Tuesday, July 15, 2008

Reflections on teaching part 1

I.
Becoming
first year

“Here’s your keys, your room is at the end of the hall, on the left. Have fun.” And with those words, I find myself in my very own classroom. For the first time.

Twenty-eight battered and bruised desks, twenty-eight mismatching chairs, duct tape holding the dingy green carpet together. Is that a trap door in the corner? Scarred, wooden monstrosity which will be my desk. Probably spent its first life as a landing strip. Huge, saggy-shelf bookcase at the back of the room. Oh my, it’s hiding a door into another room. A secret, bat-cave entrance. Not a whiteboard in sight, it’s old school chalkboards in this classroom. Old rusty sink, not sure it even works. Six windows, four that open, but only two of them have screens. TV hung in the corner, like a pierced ear on your dad screaming, “See, I’m entirely hip and in touch with the times!”

Filing cabinets, three of them. Open a drawer and musty, years old paper grabs me by the nose. Three cabinets, nine drawers, all of them the same story.
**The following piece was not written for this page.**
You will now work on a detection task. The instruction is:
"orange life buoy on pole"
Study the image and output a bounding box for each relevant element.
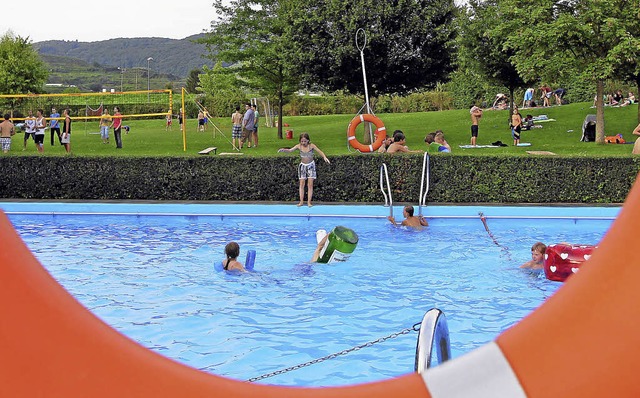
[347,113,386,152]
Will I need these things? These papers? These relics from another career? Black science counters taking up space at the back of the room. Wait, not just taking up space…these are cupboards. Moving aimlessly, opening cupboards, greeted by the detritus of thirty years in education. What will I possibly do with 79 rolls of scotch tape? Six bottles of vegetable oil? Thousands of pens? Coffee cans filled with crayon pieces? Dozens of gallons of tempura paint? What is tempura paint? Oh, Lord, am I expected to do my own art projects? Cause I don’t do art projects.
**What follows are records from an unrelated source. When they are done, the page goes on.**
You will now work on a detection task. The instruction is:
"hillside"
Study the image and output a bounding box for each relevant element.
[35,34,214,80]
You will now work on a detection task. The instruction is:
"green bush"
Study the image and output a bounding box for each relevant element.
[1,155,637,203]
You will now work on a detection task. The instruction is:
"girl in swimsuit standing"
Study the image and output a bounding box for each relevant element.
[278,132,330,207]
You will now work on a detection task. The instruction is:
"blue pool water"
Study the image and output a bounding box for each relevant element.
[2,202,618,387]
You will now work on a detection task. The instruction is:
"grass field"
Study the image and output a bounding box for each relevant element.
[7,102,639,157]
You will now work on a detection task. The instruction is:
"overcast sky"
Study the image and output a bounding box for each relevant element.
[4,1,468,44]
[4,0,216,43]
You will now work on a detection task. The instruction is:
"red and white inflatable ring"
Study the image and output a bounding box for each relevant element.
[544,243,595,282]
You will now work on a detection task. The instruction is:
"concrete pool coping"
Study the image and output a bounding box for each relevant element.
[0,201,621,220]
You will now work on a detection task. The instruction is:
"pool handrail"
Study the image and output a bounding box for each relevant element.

The books start coming. “This was fourth grade up until last year,” they explain, “those books you’ve got aren’t right, these are the ones you need. Teacher’s manuals? I’m sure they’ll turn up somewhere. Just keep looking.”

Landing strip haphazardly organized at last. Teacher’s editions gazing mutely back at me. A whole week. They want to see a whole week of lesson plans before the kids even come in the door. Every little detail, or just a general outline? Veteran teacher upstairs says, “Start with a review.” A review of what? What do they learn in fourth grade? Harry Wong says, “Start with procedures.” But what do fifth graders do while they’re learning procedures?

Just start at the beginning, I guess. Lesson 1.1. I’ll work in something about what the procedure is for using the restroom, too. Should I have them all practice? Or is just telling fifth graders what to do enough? Please, let this get easier. My weekends are going to be nonexistent.

Twenty-eight faces staring solemnly up at me. I wasn’t supposed to be their teacher. The beloved fourth-grade teacher was supposed to have looped with them. Who was I?

And that was the question on everyone’s mind: Who was I? Was I the pushover teacher, the one that all the other teachers hate to share a bus with on field trips because their kids behave so badly? Or was I the teacher whose children behave like small automatons because they are so completely terrified to so much as breathe the wrong way? Or was I something in between? Was I the worksheet teacher, sitting at her desk sipping coffee and ignoring raised hands? Or was I the inspiring teacher, who gave kids the tools to become what they were all along? Could I be?